A Polícia Federal encerrou há quase dois meses as investigações sobre a live realizada pelo presidente Jair Bolsonaro, em julho, com ataques às urnas eletrônicas. O ministro do Supremo Tribunal Federal (STF) Alexandre de Moraes, relator do caso, levou mais de 60 dias para dar encaminhamento às apurações da PF. Ainda não há, porém, uma definição clara de qual será o futuro das ações que miram as denúncias de Bolsonaro, sem provas, contra o sistema eletrônico de votação.
O caso é sigiloso e tramita paralelamente ao inquérito das fake news. Ao jornal O Estado de S. Paulo, integrantes da PF disseram ter disponibilizado a íntegra dos autos ao Supremo em meados de setembro, como consta no acompanhamento processual disponível no site da Corte.
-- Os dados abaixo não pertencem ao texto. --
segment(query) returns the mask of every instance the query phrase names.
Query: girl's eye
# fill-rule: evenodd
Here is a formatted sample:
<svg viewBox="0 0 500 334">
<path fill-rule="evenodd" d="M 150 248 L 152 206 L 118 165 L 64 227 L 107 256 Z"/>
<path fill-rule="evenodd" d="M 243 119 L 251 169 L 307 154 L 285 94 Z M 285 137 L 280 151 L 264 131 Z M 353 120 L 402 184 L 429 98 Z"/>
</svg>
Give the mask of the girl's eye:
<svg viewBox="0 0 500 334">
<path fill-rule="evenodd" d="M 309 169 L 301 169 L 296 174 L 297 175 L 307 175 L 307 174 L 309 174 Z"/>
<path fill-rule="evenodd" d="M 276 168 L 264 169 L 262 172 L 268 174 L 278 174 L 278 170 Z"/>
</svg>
Até aquele momento as autoridades policiais estavam concentradas na fase de instrução, ou seja, de produção de provas.
Na segunda-feira, 22, Moraes expediu uma decisão, em caráter de segredo de Justiça, e encaminhou o caso para a Procuradoria-Geral da República (PGR), que é quem deve analisar o material e julgar se cabe denúncia contra Bolsonaro. Os autos do processo chegaram na tarde de terça ao gabinete do procurador-geral, Augusto Aras. Segundo a PGR, ainda não há prazo estimado para envio de resposta ao Supremo.
Há na Corte outro processo, sob relatoria da ministra Cármen Lúcia, que trata da live presidencial. A ação apresentada pelo PT, em julho, pede a instauração de inquérito para apurar eventual crime de improbidade administrativa no uso da TV Brasil para retransmissão da live por Bolsonaro. As primeiras decisões foram tomadas em agosto, mas o caso seguiu o mesmo caminho da investigação sob relatoria de Moraes. Ao todo, foram três meses e seis dias sem movimentações que dessem encaminhamento.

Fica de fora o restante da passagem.